Several U.S. Olympic gymnasts have come forward to accuse ex-Team USA doctor Larry Nassar of sexual assault along with over a hundred other women. Now Nassar has pleaded guilty to multiple charges in Michigan. In doing so, he admitted to seven counts of first-degree criminal sexual conduct in front of an Ingham County judge and a handful of his victims, some who were younger than thirteen during the alleged abuse. Judge Rosemarie Aquilina took issue not only with the crimes Nassar pleaded guilty to but his short statement, in which he said he wants healing and for the community to “move forward in a sense of growth.” Aquilina had this to say:
“You used that position of trust that you had in the most vile way to abuse children. I agree that now is a time of healing, but it may take them a lifetime of healing while you spend your lifetime behind bars thinking about what you did in taking away their childhood. You violated the oath that you took to do no harm, and you harmed them selfishly. They are superheroes for all of America because this is an epidemic.”
This is hardly the last court room that Nassar will see, however. In addition to the charges in Ingham County, he is expected to plead guilty again in Eaton County next week on three counts of first-degree criminal sexual conduct. There’s also the matter of the child pornography charges that Nassar pleaded guilty to in July. And in January, every last one of Nassar’s hundred-odd victims will have the opportunity to share their stories in a series of victim impact statements that are part of his sentencing.

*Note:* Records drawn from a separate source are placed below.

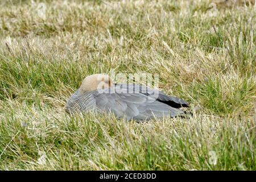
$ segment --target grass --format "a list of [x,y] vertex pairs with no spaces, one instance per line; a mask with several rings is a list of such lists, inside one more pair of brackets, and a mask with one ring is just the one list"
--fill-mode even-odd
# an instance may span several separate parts
[[[209,1],[1,1],[0,169],[255,170],[256,13]],[[193,117],[71,117],[88,75],[158,73]],[[214,162],[213,162],[214,161]]]

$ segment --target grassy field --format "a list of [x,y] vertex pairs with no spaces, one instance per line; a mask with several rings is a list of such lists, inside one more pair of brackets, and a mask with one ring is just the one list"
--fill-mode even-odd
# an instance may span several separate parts
[[[255,7],[42,2],[0,2],[0,169],[256,170]],[[113,72],[159,74],[193,116],[65,113],[85,77]]]

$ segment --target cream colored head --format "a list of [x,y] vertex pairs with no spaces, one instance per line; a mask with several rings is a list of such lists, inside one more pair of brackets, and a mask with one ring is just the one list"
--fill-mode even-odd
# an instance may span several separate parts
[[95,74],[86,77],[82,82],[79,93],[82,94],[88,92],[104,89],[113,86],[112,79],[106,75]]

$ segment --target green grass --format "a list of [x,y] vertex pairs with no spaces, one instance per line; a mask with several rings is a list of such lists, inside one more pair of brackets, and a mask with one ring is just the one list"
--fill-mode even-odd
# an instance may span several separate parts
[[[1,1],[0,169],[256,170],[256,13],[209,1]],[[189,118],[65,113],[88,75],[158,73]],[[216,163],[211,163],[212,152]]]

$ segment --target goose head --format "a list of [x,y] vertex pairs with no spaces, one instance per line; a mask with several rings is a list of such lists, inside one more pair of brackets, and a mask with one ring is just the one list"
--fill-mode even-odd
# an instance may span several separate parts
[[95,74],[86,77],[82,82],[79,93],[105,89],[113,86],[112,79],[106,75]]

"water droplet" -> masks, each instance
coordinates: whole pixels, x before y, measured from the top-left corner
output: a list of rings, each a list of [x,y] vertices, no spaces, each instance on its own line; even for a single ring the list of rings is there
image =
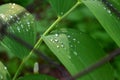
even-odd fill
[[[77,43],[79,44],[79,43],[80,43],[80,41],[77,41]]]
[[[70,47],[72,48],[72,47],[73,47],[73,45],[70,45]]]
[[[28,32],[29,30],[26,28],[26,31]]]
[[[67,37],[70,38],[70,35],[68,35]]]
[[[19,27],[17,27],[17,30],[18,30],[18,32],[20,32],[20,28]]]
[[[13,6],[15,6],[15,3],[13,3]]]
[[[110,10],[107,10],[107,12],[108,12],[109,14],[111,14],[111,11],[110,11]]]
[[[58,37],[58,36],[59,36],[59,34],[55,34],[55,36],[56,36],[56,37]]]
[[[23,28],[23,25],[21,24],[21,28]]]
[[[30,22],[27,22],[28,25],[30,25]]]
[[[3,76],[2,76],[2,75],[0,75],[0,79],[2,79],[2,80],[3,80]]]
[[[71,59],[71,56],[68,55],[68,58]]]
[[[5,70],[7,70],[7,67],[4,67]]]
[[[55,42],[58,42],[59,40],[58,39],[55,39]]]
[[[76,51],[73,52],[76,56],[78,55]]]
[[[0,14],[0,16],[1,16],[2,18],[5,18],[5,15],[4,15],[4,14]]]
[[[63,44],[61,44],[61,47],[63,48],[63,47],[64,47],[64,45],[63,45]]]
[[[51,42],[53,42],[53,39],[50,39]]]
[[[39,64],[38,64],[38,62],[35,62],[34,68],[33,68],[33,72],[34,73],[38,73],[39,72]]]
[[[73,41],[76,41],[76,39],[74,38]]]
[[[63,12],[61,12],[60,14],[63,15]]]
[[[59,48],[60,46],[59,45],[57,45],[57,48]]]

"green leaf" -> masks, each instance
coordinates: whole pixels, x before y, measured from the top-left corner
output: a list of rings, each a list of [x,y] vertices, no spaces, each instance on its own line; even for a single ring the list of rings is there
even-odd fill
[[[7,67],[0,61],[0,80],[11,80]]]
[[[104,29],[120,46],[120,16],[117,16],[115,12],[105,7],[100,0],[82,0],[82,2],[92,11]]]
[[[31,74],[21,77],[18,80],[57,80],[57,79],[47,75]]]
[[[77,30],[56,30],[42,38],[72,75],[105,56],[104,51],[94,39]],[[107,63],[79,80],[113,80],[113,70]]]
[[[58,16],[66,13],[77,0],[48,0]]]
[[[2,5],[0,6],[0,18],[8,24],[8,32],[34,45],[36,35],[34,17],[23,7],[16,4]],[[2,44],[21,59],[30,52],[26,47],[8,37],[4,37]]]

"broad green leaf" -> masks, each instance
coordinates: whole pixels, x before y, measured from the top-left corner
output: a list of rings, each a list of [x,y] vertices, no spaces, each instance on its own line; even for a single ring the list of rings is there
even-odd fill
[[[23,7],[11,3],[2,5],[0,6],[0,18],[8,24],[8,32],[34,45],[36,33],[34,18]],[[26,47],[8,37],[4,37],[2,44],[21,59],[30,52]]]
[[[92,11],[104,29],[117,43],[117,45],[120,46],[120,16],[117,16],[116,12],[105,7],[100,0],[82,0],[82,2]],[[117,10],[118,8],[115,9]]]
[[[47,75],[31,74],[21,77],[18,80],[57,80],[57,79]]]
[[[56,30],[42,38],[72,75],[105,56],[104,51],[94,39],[77,30]],[[113,70],[107,63],[79,80],[113,80]]]
[[[66,13],[77,0],[48,0],[58,16]]]
[[[0,61],[0,80],[11,80],[7,67]]]

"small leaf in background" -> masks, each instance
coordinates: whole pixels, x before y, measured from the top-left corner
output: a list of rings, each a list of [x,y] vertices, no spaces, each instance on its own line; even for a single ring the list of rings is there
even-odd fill
[[[116,12],[112,12],[108,7],[105,7],[106,5],[102,1],[82,0],[82,2],[95,15],[103,28],[108,32],[117,45],[120,46],[120,16],[118,17]],[[120,4],[120,2],[117,4]],[[112,5],[112,3],[109,3],[109,5]],[[115,7],[115,9],[117,10],[118,8]]]
[[[58,16],[66,13],[77,0],[48,0]]]
[[[21,77],[18,80],[57,80],[57,79],[47,75],[31,74]]]
[[[9,24],[8,32],[34,45],[36,36],[34,18],[23,7],[11,3],[2,5],[0,7],[0,17]],[[3,39],[2,44],[21,59],[30,52],[26,47],[8,37]]]
[[[104,51],[94,39],[77,30],[56,30],[42,38],[72,75],[105,56]],[[79,80],[113,80],[113,74],[110,64],[107,63]]]
[[[7,67],[5,67],[1,61],[0,61],[0,80],[11,80],[10,75],[7,71]]]

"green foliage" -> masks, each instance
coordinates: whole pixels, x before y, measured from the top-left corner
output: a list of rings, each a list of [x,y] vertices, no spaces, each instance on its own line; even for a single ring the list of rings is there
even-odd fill
[[[64,15],[76,2],[76,0],[48,0],[58,16]]]
[[[6,23],[9,22],[8,32],[16,34],[24,41],[34,45],[36,32],[34,18],[30,13],[16,4],[6,4],[0,7],[0,14],[3,15],[2,19]],[[8,37],[3,39],[2,44],[21,59],[30,52],[26,47]]]
[[[105,55],[94,39],[76,30],[57,30],[48,36],[43,36],[43,40],[72,75],[97,62]],[[107,75],[104,76],[105,74]],[[109,64],[80,80],[108,79],[113,80],[113,70]]]
[[[104,29],[117,43],[117,45],[120,46],[120,20],[117,18],[117,16],[112,14],[112,12],[100,1],[83,0],[83,3],[93,12]]]
[[[7,71],[7,67],[0,61],[0,80],[11,80],[10,74]]]
[[[47,75],[31,74],[21,77],[18,80],[57,80],[57,79]]]
[[[50,54],[52,57],[55,57],[54,59],[57,58],[59,60],[59,63],[62,63],[62,65],[65,66],[65,68],[69,71],[69,73],[72,76],[88,68],[89,66],[98,62],[104,56],[106,56],[107,52],[105,52],[102,48],[107,47],[109,51],[112,51],[110,50],[111,43],[112,45],[115,45],[114,41],[117,43],[118,46],[120,46],[120,15],[117,14],[117,12],[113,12],[113,9],[120,10],[119,0],[109,0],[112,3],[110,5],[115,7],[112,10],[110,10],[109,7],[106,7],[105,4],[100,0],[48,1],[52,6],[52,9],[54,9],[54,11],[56,12],[56,17],[58,17],[57,20],[55,20],[53,24],[51,24],[51,26],[49,27],[49,23],[51,23],[54,19],[53,17],[55,17],[54,13],[52,13],[51,10],[47,12],[46,8],[44,8],[44,10],[39,10],[38,7],[35,8],[34,10],[37,10],[36,16],[44,18],[43,20],[35,21],[32,14],[30,14],[25,8],[17,4],[10,3],[1,5],[0,18],[3,22],[5,22],[5,24],[7,24],[7,32],[16,35],[17,37],[29,43],[30,45],[33,45],[35,49],[37,49],[40,45],[40,49],[38,49],[41,51],[40,53],[44,52],[46,54]],[[21,4],[22,6],[28,6],[30,4],[33,5],[34,0],[5,0],[5,2],[15,2]],[[80,3],[83,3],[83,5],[79,6]],[[47,5],[42,5],[42,7],[43,6]],[[89,8],[93,15],[85,6]],[[75,10],[75,8],[77,9]],[[47,9],[49,10],[51,8],[47,7]],[[45,10],[46,14],[44,14]],[[73,13],[70,14],[72,11]],[[67,17],[67,19],[60,23],[60,21],[63,20],[68,14],[70,15]],[[100,23],[96,21],[94,16],[98,19]],[[104,31],[101,25],[108,34]],[[54,29],[55,27],[56,29]],[[39,36],[41,36],[41,38],[39,38],[37,43],[35,44],[36,33],[38,33],[37,37],[39,38]],[[110,39],[109,35],[114,41]],[[22,44],[16,42],[16,40],[14,39],[8,38],[7,36],[3,37],[2,35],[0,35],[0,39],[1,37],[3,38],[1,44],[4,45],[7,49],[9,49],[9,51],[13,53],[15,57],[20,58],[20,60],[22,59],[22,63],[20,64],[18,70],[16,70],[16,68],[18,67],[17,64],[19,64],[19,61],[16,60],[13,62],[11,60],[11,62],[9,61],[7,63],[7,66],[9,67],[9,72],[15,74],[12,80],[16,80],[25,63],[28,63],[26,64],[27,67],[31,68],[33,66],[32,64],[37,59],[39,59],[39,61],[42,62],[39,56],[36,56],[34,57],[35,59],[33,59],[33,50],[28,50]],[[44,41],[45,44],[41,44],[42,41]],[[100,43],[102,48],[98,44],[98,42]],[[1,48],[3,47],[0,45],[0,51],[3,51],[4,48]],[[49,51],[48,48],[51,51]],[[112,46],[112,49],[113,48],[115,47]],[[32,58],[30,58],[31,56]],[[5,58],[7,57],[5,56]],[[28,59],[30,59],[30,62],[28,61]],[[90,72],[90,74],[87,74],[86,76],[83,76],[78,80],[114,80],[115,78],[119,80],[119,60],[120,58],[118,57],[115,58],[114,62],[111,61],[111,65],[113,66],[113,68],[111,68],[110,63],[108,62],[105,65],[94,70],[93,72]],[[11,65],[15,65],[15,67],[12,67]],[[27,74],[26,71],[23,73],[25,75]],[[0,78],[4,78],[3,80],[11,80],[9,73],[6,70],[6,67],[1,62]],[[30,74],[23,77],[20,76],[20,78],[17,80],[46,79],[56,80],[53,77],[41,74]]]

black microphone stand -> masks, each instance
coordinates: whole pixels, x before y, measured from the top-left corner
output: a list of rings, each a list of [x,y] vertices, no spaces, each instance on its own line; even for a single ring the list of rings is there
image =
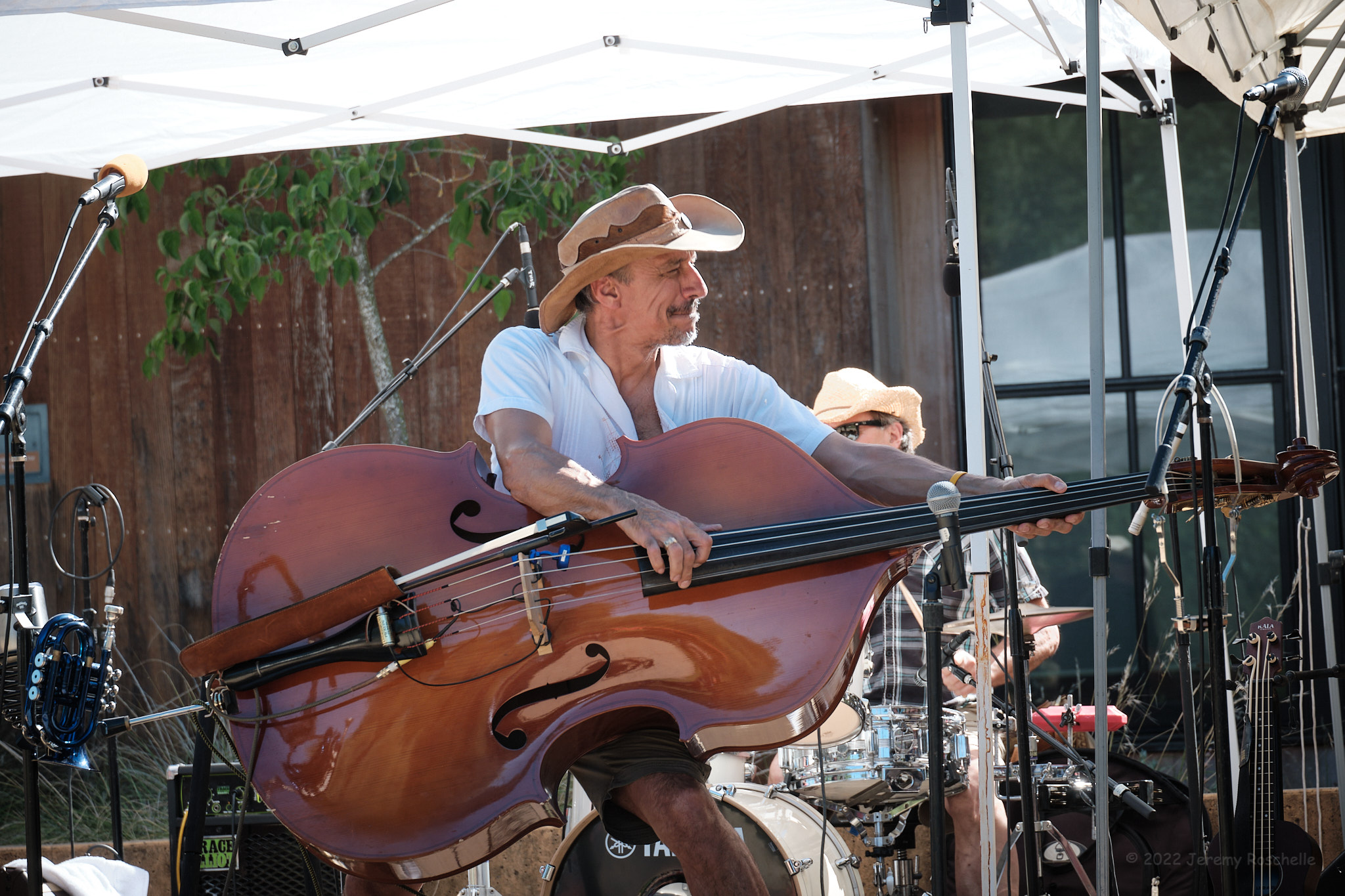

As the details that emerged in this case and the accusations made by such world famous gymnasts as Gabby Douglas, Aly Raisman, and McKayla Maroney suggest, the abuse Nassar perpetrated was horrifying and the effects lasting. Hopefully, the next generation of American gymnasts will be considered heroes for the height of their flips and vaults while not being forced to endure behind-the-scenes abuse to accomplish their goals.